在一项名为“斯克鲁奇效应”的系列研究中,当时在德国路德维希马克西米利安大学的研究员伊娃·乔纳斯和她的同事发现,当人们在殡仪馆前接受采访时,他们对慈善机构更为有利——例如,他们认为某个慈善机构对社会更有益——而不是在几个街区之外接受采访。当美国参与者有机会向一家美国慈善机构捐款时,那些被要求写下自己死亡的人的捐款比那些被要求写牙痛的人高出约400%。

有趣的是,然而,同一研究中的参与者并没有向一家外国慈善机构捐出更高的捐款,因为那会使与他们不同的人受益。正如这一发现所表明的那样,当死亡突出时(就像现在的新冠病毒一样),我们可以走向任何一个方向:我们可能会受到激励做出积极的改变,但我们也可能更容易陷入陷阱,陷入种族主义和其他形式的群体偏见

例如,在一项研究中,当时都在亚利桑那大学的亚伯兰·罗森布拉特和杰夫·格林伯格让真正的法官阅读了一名被指控从事卖淫行为的女性的假设检察官笔记。在要求法官设定她的保释金之前,研究人员让他们填写了一份性格问卷。一些法官收到了一个问题,要求他们简要描述当他们想到自己的死亡时的情绪。“我想我会为我的家人感到非常难过,他们会想念我,”一个典型的回答写道。

其他法官没有得到任何以死亡为导向的问题。

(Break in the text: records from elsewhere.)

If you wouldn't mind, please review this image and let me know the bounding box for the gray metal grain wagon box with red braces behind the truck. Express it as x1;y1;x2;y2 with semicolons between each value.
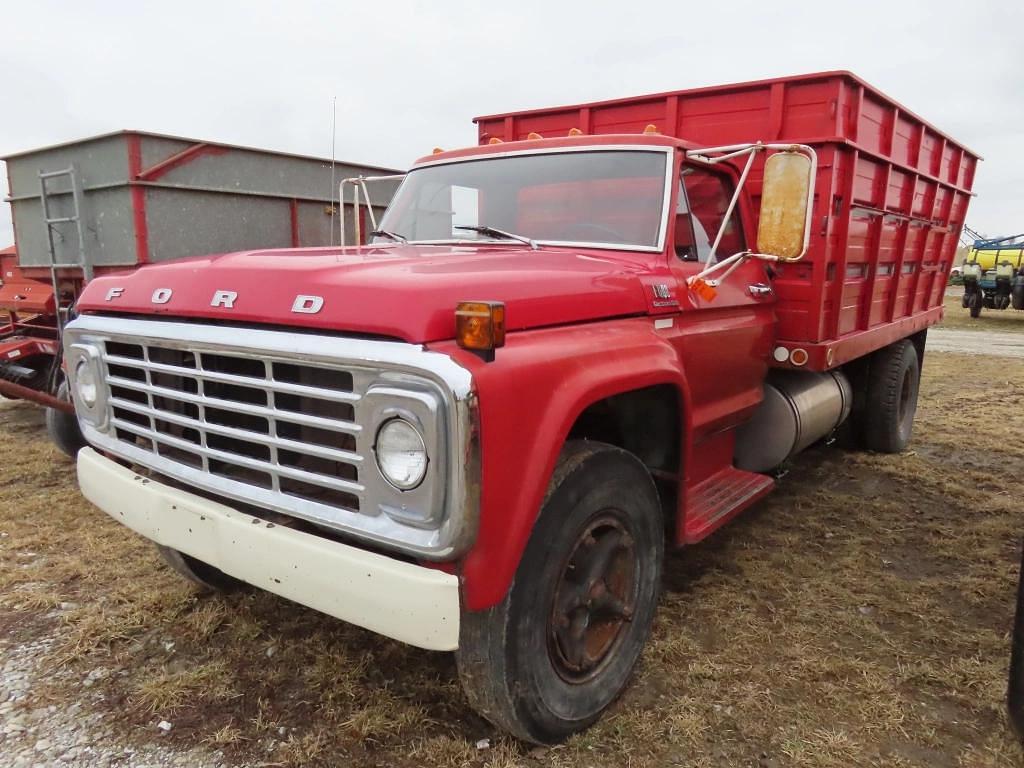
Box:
2;131;398;278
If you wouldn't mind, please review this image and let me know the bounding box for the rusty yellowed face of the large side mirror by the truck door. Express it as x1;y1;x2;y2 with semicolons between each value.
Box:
758;152;811;259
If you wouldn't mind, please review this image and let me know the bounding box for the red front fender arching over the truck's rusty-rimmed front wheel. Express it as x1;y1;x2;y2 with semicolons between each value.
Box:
432;317;690;610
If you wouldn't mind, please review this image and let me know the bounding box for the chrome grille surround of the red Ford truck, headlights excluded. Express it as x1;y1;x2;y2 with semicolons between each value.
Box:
65;315;479;559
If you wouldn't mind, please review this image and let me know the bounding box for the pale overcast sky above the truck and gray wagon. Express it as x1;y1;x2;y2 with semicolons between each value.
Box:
0;0;1024;247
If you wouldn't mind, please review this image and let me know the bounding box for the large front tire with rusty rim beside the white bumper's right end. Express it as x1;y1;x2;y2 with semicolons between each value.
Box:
456;441;665;743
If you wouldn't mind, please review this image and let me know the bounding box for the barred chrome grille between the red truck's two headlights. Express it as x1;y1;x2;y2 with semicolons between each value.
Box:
102;339;365;512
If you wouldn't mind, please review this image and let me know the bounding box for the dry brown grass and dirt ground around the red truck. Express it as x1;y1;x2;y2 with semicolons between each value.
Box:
0;308;1024;768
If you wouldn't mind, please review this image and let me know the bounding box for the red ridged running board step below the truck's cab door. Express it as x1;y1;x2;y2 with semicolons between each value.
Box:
682;467;775;544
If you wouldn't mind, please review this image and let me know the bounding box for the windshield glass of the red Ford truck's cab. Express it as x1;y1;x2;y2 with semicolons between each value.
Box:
380;150;670;248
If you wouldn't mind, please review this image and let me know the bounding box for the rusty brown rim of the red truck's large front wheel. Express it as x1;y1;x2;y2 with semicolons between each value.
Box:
547;510;640;684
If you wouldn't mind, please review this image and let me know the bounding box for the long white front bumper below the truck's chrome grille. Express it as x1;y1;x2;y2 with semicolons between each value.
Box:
78;447;459;650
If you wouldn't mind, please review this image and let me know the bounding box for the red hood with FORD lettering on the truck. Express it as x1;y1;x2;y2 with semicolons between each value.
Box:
72;245;668;343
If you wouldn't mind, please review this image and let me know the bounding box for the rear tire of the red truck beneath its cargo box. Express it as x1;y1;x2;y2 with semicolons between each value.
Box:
864;339;921;454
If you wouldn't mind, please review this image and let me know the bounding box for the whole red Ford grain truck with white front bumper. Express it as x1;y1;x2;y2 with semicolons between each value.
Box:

他们将保释金定为 50 美元——这是该犯罪的平均水平。那些被引导思考自己道德的人更加严厉:他们设定的平均保释金为 455 美元,是控制组法官的九倍之多。研究结束后,法官们坚持认为回答有关他们死亡的问题不可能影响他们的法律决定。毕竟,他们的工作是成为根据事实衡量案件的理性专家。但证据表明并非如此。

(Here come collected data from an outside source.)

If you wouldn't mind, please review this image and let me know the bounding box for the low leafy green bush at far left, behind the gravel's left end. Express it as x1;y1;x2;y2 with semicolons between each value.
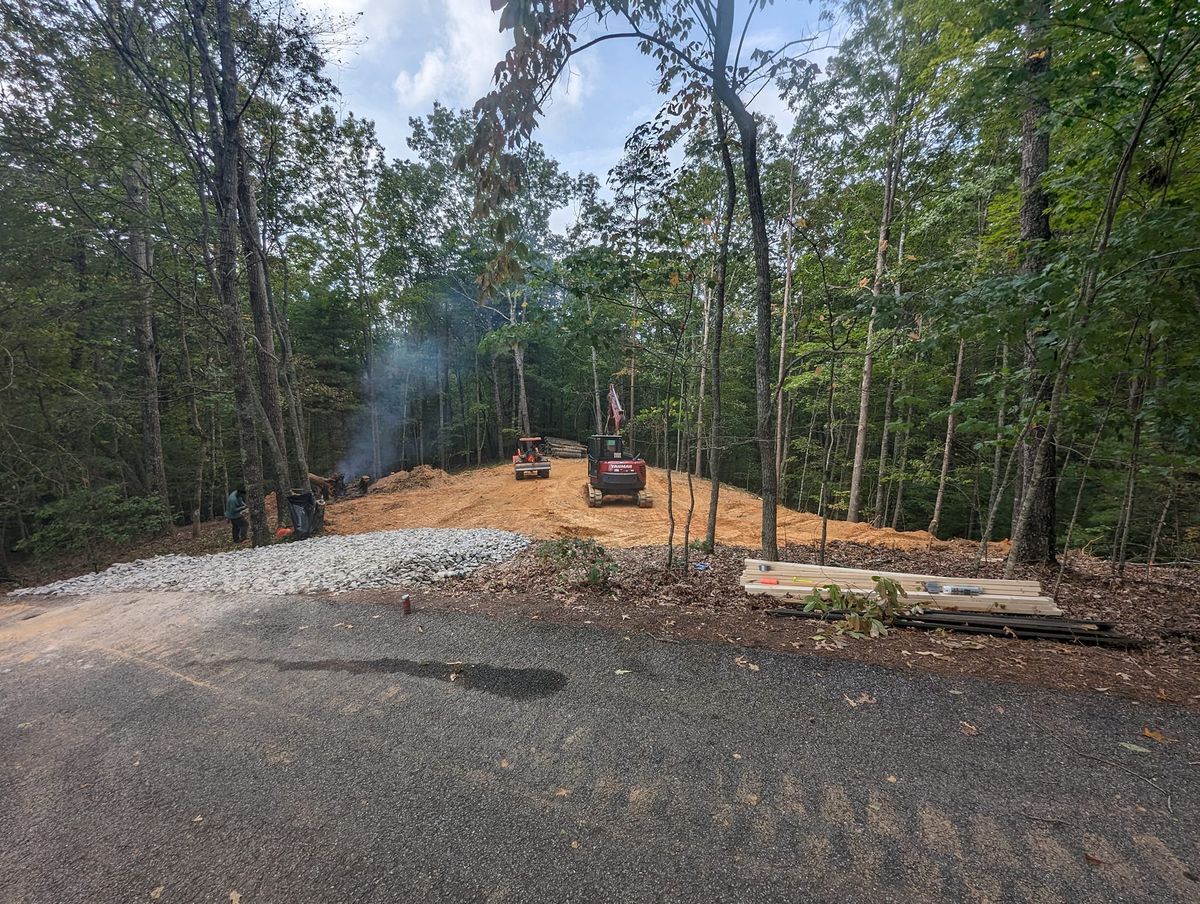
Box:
18;486;169;556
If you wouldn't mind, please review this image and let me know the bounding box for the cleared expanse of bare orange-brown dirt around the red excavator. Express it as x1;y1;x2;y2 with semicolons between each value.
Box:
325;459;960;549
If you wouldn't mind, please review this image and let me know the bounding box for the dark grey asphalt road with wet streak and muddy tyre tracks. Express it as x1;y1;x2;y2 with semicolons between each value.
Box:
0;594;1200;904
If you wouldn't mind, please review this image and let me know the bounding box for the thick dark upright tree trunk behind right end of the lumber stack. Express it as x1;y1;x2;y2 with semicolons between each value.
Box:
1010;0;1057;564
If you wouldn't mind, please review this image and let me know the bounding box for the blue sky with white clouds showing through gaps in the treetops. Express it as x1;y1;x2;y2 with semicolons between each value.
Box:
300;0;824;181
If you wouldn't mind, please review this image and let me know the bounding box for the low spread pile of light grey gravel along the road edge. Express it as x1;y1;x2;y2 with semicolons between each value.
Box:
10;527;529;597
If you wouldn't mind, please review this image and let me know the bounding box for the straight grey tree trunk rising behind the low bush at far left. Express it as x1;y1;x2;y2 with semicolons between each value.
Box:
125;161;170;515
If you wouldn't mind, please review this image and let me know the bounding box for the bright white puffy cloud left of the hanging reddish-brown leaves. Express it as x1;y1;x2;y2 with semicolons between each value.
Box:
392;0;511;112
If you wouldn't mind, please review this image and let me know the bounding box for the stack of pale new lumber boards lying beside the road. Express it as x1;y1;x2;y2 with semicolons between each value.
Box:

为什么当人们思考死亡时,有时会变得思想封闭和道貌岸然,而不是专注于帮助他人?因为我们的道德、群体和国家将在我们之后继续存在。如果我们不小心,对死亡的焦虑会让我们执着于当地的文化,这让我们在某种程度上“延续生命”。因此,被鼓励反思死亡的法官不仅想给那个女人一记耳光,还想给她“应得”的惩罚,因为她违反了道德。如果让死亡意识让你感到焦虑而不是反思,你就会试图通过道德说教、民族主义、攻击其他文化甚至支持战争来积极地保护你的世界观。

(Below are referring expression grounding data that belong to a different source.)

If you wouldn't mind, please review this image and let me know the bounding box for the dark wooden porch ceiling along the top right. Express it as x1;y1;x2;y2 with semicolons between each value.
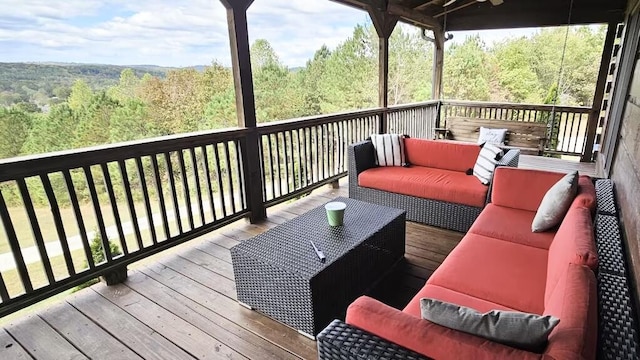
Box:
332;0;627;31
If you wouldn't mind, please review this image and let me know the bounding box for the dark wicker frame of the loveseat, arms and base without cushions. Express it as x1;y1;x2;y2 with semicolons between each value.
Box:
348;141;520;232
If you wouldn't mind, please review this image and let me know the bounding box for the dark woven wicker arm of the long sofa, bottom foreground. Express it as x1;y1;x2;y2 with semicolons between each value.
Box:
318;320;426;360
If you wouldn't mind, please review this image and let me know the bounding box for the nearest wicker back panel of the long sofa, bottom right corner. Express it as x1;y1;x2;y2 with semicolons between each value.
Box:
598;273;640;360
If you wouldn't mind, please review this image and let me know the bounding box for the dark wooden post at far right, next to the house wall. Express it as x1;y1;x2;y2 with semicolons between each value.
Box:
580;23;618;162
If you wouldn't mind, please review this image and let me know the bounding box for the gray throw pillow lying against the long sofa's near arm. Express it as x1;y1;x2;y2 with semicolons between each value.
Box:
420;298;560;352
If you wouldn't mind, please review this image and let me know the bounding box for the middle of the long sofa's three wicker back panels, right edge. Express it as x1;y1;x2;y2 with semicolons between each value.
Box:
595;214;625;276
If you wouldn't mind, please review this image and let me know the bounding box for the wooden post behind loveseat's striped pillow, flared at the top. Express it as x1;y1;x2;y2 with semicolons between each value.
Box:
367;0;398;134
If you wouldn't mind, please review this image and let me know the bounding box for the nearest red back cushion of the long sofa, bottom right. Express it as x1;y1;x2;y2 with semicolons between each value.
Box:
544;263;598;359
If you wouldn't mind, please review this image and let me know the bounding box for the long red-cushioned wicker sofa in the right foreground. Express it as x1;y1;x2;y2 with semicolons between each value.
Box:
318;167;598;360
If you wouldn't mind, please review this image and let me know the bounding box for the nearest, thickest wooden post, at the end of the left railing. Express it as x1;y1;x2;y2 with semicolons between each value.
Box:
220;0;267;223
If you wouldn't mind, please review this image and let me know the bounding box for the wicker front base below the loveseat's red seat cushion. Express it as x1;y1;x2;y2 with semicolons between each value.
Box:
349;185;483;232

这是死亡意识的另一面:当我们的反应从反思转向焦虑时,我们的行为变得更加自我保护。我们成为自私偏见的牺牲品,多元化努力困扰着我们——宾夕法尼亚大学教授亚当·格兰特和杜克大学教授金伯利·韦德·本佐尼描述了这种影响。这就是为什么提出战争威胁的民族主义政客会赢得支持者来阻止外国人:思考我们可能的死亡会把我们变成自以为是、好斗、目光短浅的仇外者。

我们都有权选择如何应对我们在大流行期间正在经历的死亡意识。当我们能够反思死亡而不屈服于对其的焦虑时,我们可能会做出选择,帮助我们做出最好的贡献并改善世界,而不是退缩或猛烈抨击。